The feedback I received from my initial post seemed to indicate that my question was ill-posed. Hence, I would like to clarify what I am doing and how I hope to achieve it.
I'm running some simulations on models with a material parameter $g(x)$ whose values, according to the literature I've read, are log-normally distributed in the spatial. The material parameter $g(x)$ corresponds to a physical property that is strictly positive and experimentally determined to be never larger or smaller than some threshold values $g_{\max},g_{\min}>0$. When I run my simulations, I would like to generate a distribution of values $g$ over the spatial domain such that
- All values of $g$ are strictly in the interval $[g_{\min},g_{\max}]$
- The distribution of values of $g$ is as close to a log-normal distribution as possible for a given mean $\mu$ and standard deviation $\sigma$.
I have at my disposal a pseudorandom number generator that creates a vector of normally distributed values with a given mean $\mu$ and standard deviation $\sigma$. I know that if the data set $X$ is normally distributed, then an exponential transformation of the data (in other words, $\exp(X)$) should produce a log normal distribution.
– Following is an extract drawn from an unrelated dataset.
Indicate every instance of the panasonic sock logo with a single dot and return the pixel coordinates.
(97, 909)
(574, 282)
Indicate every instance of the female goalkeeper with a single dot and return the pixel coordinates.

I hypothesize that I can create this log normal distribution by the following process:
- Make a normal distribution of values X with mean $\mu$ and standard deviation $\sigma$.
- Exponentiate the values to generate a new set $Y=\exp(X)$.
- Rescale and shift the values of $Y$ so that the minimum value of the new set is exactly $g_{\min}$ and the maximum is $g_{\max}$. I would do so by creating a new data set $Z=a + (b-a)Y$.
Would this give me the results I desire? That is, in the end, would the set $Z$ be log-normally distributed with all values lying in the interval $[g_{\min},g_{\max}]$?